Warp can render any block as a hosted, publicly accessible permalink. This is useful for sharing terminal output with teammates who may not have Warp installed.
1

Open the share modal

Click the Share button in the block toolbar, or right-click the block and choose Share block.
2

Set a title (optional)

Type a title for the shared block. If you leave it blank, Warp uses the command as the title. Warp can also generate a title automatically using AI if the Generate block title feature is enabled.
3

Configure visibility

Choose whether the output should be visible in the shared view. Sensitive output can be hidden while still sharing the command itself.
4

Copy the link

Click Copy link to get a permalink you can paste anywhere. The link points to a rendered view of the block hosted by Warp’s servers.
Shared block permalinks are publicly accessible by anyone with the URL. Do not share blocks that contain secrets, tokens, or other sensitive information. Warp can automatically redact secrets matching common patterns (API keys, tokens, passwords) — enable secret redaction in Settings → Privacy.

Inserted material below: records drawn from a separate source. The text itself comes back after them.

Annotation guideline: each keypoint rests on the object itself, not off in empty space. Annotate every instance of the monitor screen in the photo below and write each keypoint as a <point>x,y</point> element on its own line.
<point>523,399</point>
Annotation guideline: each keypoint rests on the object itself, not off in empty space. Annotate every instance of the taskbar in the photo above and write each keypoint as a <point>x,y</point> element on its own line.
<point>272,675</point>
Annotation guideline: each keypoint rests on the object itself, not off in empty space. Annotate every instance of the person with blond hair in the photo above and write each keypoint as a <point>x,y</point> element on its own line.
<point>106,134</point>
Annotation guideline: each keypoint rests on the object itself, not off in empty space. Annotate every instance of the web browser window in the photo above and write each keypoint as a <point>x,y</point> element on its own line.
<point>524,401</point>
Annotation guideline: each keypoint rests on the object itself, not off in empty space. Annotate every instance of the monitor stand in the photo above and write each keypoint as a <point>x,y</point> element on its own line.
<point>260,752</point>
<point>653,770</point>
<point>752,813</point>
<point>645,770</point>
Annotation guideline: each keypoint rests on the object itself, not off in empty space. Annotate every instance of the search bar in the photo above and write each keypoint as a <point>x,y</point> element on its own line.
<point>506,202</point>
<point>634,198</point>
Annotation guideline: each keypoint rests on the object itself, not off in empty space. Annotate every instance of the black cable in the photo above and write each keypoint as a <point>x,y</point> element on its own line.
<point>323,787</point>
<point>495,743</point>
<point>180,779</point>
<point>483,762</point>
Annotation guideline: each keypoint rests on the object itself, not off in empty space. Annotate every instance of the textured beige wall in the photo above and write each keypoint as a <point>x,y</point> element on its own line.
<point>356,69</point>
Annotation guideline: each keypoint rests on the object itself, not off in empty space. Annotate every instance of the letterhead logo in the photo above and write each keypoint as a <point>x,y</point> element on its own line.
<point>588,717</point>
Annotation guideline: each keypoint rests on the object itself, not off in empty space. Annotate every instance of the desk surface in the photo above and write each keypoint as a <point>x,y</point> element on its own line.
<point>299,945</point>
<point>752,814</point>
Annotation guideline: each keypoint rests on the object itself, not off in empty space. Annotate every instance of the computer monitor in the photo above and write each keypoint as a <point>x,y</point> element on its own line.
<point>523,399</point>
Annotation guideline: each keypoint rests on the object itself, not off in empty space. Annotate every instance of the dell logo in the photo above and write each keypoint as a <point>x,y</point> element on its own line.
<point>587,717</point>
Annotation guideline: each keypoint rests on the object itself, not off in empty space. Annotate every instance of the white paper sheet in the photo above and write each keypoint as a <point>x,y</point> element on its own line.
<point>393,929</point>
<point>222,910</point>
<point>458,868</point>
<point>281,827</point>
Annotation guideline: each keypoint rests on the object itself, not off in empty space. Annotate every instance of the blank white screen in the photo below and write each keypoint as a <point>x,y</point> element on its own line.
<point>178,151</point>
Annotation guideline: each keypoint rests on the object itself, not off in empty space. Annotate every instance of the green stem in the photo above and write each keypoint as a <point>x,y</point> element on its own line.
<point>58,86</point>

Bookmarking a block as a workflow

Any block’s command can be promoted to a workflow — a reusable, named snippet stored in Warp Drive. To bookmark a block:
  1. Hover over the block to reveal the toolbar.
  2. Click Save as Workflow (the bookmark icon).
  3. Give the workflow a name, an optional description, and tags.
  4. Optionally add arguments to parameterize the command (for example, replacing a hard-coded branch name with a {{branch}} placeholder).
  5. Click Save to store the workflow locally or sync it to Warp Drive.
Once saved, the workflow appears in the workflow library and can be run from the command palette or by typing its name in the input area.

Block spacing settings

You can control how much vertical space separates blocks using the appearance.spacing setting:
[appearance]
spacing = "compact"   # or "normal" (default)
The compact mode reduces the padding above and below each block’s prompt and output, fitting more blocks into the same screen area. The normal mode is the default and gives each block more breathing room.

Scrollback and grid size

Warp keeps up to 50,000 rows in memory per session by default (configurable via terminal.maximum_grid_size). Once a session reaches the limit, older rows are discarded. Blocks near the top of a long session may lose their output if you exceed this limit.
[terminal]
maximum_grid_size = 100000   # increase the grid size limit
Full-screen terminal applications (vim, less, htop, etc.) run in an alt screen that sits on top of the block list. When you exit the full-screen app, the block list reappears with the blocks from before the app was launched intact.